Na OMC, debate se estende desde 2020

Não é só no Brasil que essa discussão vem mobilizando debates sobre os limites dos direitos de propriedade intelectual das empresas que detêm patentes na área da saúde. Globalmente, essa discussão ganhou força a partir do final de 2020, quando Índia e África do Sul apresentaram à Organização Mundial do Comércio (OMC) uma proposta de suspensão temporária da proteção patentária de todas as tecnologias associadas ao controle da pandemia do novo coronavírus, incluindo, além das vacinas, produtos como medicamentos, kits de diagnóstico e equipamentos de proteção. O licenciamento compulsório, ou quebra de patente, é uma das ‘flexibilidades’ previstas no Tratado Internacional de Propriedade Intelectual, conhecido como Trips, parte de um conjunto de acordos assinados em 1994 que deram origem à OMC.

Inicialmente, a proposta de Índia e África do Sul não recebeu o apoio do governo brasileiro, que por conta disso recebeu críticas de países em desenvolvimento. “O governo brasileiro emitiu uma posição um tanto dúbia, não se manifestou de forma favorável como era esperado, na contramão do que vem sendo a posição histórica do Brasil nesses fóruns, de defesa do acesso a tecnologias da saúde, de defesa da flexibilização das proteções de propriedade intelectual em favor do acesso e do direito à saúde”, aponta Falcão, completando em seguida: “Uma posição muito respeitada, sobretudo no Sul Global, mas que não encontrou eco no atual contexto”.

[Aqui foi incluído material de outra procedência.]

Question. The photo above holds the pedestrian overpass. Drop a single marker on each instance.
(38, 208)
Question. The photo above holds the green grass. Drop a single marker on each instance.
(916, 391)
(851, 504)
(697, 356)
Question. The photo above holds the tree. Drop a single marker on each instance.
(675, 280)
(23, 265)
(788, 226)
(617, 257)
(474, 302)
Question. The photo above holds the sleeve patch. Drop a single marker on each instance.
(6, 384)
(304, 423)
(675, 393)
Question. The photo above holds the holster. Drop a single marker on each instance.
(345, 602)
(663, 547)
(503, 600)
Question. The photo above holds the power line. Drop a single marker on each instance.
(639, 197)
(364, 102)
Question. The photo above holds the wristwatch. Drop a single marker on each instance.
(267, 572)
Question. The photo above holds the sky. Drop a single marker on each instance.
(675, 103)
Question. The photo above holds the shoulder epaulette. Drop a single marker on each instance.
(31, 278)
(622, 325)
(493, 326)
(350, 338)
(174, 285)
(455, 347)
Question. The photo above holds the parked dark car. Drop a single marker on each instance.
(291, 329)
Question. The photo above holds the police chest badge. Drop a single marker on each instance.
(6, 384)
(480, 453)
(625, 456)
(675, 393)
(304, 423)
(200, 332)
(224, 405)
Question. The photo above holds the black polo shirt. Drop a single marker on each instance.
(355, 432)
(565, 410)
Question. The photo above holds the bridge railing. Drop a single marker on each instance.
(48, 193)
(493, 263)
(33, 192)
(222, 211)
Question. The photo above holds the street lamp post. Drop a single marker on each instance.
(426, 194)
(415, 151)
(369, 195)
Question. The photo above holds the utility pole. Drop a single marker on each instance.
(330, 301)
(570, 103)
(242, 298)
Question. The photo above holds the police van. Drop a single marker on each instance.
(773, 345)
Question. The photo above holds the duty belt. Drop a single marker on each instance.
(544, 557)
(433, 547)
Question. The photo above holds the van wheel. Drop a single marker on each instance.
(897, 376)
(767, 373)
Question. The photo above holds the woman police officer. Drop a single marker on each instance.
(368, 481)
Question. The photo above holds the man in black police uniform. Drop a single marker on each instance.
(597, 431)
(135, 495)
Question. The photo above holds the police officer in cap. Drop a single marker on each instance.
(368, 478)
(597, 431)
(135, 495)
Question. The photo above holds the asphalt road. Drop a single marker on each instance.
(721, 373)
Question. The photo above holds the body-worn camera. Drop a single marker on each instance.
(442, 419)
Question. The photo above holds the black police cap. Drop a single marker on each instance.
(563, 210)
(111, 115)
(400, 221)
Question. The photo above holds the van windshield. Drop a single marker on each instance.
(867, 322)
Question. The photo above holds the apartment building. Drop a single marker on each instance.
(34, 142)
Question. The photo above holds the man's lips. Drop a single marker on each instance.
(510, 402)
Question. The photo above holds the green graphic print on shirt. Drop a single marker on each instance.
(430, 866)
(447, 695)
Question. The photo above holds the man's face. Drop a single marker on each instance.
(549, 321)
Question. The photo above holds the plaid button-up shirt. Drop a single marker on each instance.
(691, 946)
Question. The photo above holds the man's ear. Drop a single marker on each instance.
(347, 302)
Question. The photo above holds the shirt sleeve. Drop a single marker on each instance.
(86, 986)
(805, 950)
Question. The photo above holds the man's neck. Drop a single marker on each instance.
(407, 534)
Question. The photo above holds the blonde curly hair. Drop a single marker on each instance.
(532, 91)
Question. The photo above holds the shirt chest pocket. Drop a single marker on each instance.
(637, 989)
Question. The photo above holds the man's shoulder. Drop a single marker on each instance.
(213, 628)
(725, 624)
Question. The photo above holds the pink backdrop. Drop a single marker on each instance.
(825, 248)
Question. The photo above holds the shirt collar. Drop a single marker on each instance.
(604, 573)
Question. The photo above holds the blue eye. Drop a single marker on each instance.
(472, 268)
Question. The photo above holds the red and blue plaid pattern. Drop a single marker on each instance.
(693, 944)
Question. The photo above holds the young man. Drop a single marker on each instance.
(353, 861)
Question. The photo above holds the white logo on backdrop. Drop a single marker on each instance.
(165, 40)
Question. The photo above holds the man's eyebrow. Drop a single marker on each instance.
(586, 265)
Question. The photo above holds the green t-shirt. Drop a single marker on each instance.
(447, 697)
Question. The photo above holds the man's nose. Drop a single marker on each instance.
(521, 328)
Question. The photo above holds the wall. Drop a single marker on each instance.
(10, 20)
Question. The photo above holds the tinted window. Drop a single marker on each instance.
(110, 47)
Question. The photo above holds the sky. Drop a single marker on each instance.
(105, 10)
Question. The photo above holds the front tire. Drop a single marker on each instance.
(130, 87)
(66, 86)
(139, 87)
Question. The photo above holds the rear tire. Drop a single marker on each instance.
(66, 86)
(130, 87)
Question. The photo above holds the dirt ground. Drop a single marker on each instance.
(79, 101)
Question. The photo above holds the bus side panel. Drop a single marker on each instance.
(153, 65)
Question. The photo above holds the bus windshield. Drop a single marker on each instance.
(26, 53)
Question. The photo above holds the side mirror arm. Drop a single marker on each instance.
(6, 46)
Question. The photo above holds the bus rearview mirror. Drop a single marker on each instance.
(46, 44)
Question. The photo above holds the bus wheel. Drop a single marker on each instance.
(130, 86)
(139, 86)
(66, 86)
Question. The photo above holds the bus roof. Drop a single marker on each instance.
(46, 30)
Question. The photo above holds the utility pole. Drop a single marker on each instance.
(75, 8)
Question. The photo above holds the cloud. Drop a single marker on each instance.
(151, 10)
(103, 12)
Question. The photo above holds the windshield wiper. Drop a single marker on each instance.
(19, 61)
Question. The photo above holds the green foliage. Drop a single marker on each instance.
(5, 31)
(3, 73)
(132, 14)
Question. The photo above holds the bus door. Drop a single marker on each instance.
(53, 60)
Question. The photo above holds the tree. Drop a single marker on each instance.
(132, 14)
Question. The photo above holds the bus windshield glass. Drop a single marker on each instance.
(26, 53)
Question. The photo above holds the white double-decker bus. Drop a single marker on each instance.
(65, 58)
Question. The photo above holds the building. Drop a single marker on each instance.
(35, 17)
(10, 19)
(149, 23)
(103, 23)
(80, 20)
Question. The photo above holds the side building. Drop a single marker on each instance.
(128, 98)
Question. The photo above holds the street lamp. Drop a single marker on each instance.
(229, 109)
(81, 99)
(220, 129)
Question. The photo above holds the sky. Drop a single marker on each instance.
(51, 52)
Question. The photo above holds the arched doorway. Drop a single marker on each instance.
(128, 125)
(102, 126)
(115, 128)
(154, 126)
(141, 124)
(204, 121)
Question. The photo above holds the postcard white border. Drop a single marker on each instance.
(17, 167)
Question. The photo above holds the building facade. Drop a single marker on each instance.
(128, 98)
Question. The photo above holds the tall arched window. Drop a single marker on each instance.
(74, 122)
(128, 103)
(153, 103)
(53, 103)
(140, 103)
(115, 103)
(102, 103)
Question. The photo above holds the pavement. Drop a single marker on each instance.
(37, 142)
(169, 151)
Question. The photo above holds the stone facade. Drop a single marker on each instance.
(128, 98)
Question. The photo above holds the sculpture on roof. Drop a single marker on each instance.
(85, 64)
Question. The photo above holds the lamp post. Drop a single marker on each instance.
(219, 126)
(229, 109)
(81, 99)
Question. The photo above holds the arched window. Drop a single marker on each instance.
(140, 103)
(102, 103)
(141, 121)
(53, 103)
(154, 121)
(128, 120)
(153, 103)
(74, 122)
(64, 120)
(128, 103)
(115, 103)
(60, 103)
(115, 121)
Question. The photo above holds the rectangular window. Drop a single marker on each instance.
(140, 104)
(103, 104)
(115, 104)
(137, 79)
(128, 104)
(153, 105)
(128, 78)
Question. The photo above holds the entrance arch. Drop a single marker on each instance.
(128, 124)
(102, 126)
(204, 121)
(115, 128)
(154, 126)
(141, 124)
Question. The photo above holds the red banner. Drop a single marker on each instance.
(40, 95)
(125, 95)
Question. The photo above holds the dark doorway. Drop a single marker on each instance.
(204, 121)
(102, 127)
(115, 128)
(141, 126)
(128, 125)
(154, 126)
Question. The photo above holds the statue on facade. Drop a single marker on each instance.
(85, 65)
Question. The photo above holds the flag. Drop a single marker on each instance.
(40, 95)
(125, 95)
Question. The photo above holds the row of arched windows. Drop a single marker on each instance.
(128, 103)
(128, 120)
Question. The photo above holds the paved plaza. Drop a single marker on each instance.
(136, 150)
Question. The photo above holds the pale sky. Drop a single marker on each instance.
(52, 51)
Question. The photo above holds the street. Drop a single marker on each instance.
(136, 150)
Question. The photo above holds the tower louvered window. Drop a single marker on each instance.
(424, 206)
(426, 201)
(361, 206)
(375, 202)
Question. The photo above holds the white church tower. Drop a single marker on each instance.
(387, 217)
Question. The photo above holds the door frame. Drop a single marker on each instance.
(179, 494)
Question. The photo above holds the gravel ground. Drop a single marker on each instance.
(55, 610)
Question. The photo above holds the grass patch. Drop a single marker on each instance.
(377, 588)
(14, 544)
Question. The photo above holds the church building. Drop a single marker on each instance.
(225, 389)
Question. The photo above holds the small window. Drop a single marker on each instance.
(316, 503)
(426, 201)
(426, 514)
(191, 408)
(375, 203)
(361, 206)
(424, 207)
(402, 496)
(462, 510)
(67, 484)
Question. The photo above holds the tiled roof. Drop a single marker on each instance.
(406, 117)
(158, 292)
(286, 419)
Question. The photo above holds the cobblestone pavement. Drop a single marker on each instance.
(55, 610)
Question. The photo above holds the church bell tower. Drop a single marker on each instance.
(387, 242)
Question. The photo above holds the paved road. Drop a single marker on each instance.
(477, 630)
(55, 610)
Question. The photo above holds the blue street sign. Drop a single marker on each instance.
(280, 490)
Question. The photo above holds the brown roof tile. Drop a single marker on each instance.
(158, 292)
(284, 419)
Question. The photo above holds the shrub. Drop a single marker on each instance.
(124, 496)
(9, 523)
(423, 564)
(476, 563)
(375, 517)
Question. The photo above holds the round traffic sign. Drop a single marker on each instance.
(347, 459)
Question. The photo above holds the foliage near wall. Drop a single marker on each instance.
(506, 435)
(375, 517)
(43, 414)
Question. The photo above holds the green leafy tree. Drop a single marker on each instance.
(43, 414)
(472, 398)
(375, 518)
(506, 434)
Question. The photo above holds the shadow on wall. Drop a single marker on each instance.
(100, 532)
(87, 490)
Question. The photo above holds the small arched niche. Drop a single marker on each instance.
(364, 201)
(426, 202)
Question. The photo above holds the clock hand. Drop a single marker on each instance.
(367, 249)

Ao longo das discussões no âmbito da OMC ganhou força uma proposta com foco na suspensão das patentes somente das vacinas. Proposta que, embora mais limitada do que a proposição original defendida por Índia e África do Sul, conta com o apoio dos Estados Unidos, país cujo governo historicamente se alinha aos interesses da indústria farmacêutica dentro da OMC.

Em março, a entidade anunciou um “acordo provisório” firmado entre Estados Unidos, União Europeia, Índia e África do Sul. No dia 3 de maio, a diretora geral da OMC, Ngozi Okonjo-Iweala, anunciou que um documento final sobre a quebra de patentes de vacinas contra a Covid-19 havia sido enviado aos países-membros para aprovação. A expectativa é de que ele seja aprovado até junho. 

Ressaltando que esse tipo de acordo dentro da OMC precisa ser aprovado por consenso, sem votação, e que, por outro lado, ao contrário de uma resolução da Organização Mundial da Saúde, por exemplo, tratam-se de decisões que os países ficam obrigados a cumprir, Jorge Bermudez avalia que o que está sendo proposto é um “arremedo” da proposta originalmente feita por Índia e África do Sul. “A proposta inicial suspendia temporariamente 40 dos 73 artigos do Acordo Trips, e a proposta que os Estados Unidos e a Europa colocam agora suspende um único parágrafo”, critica.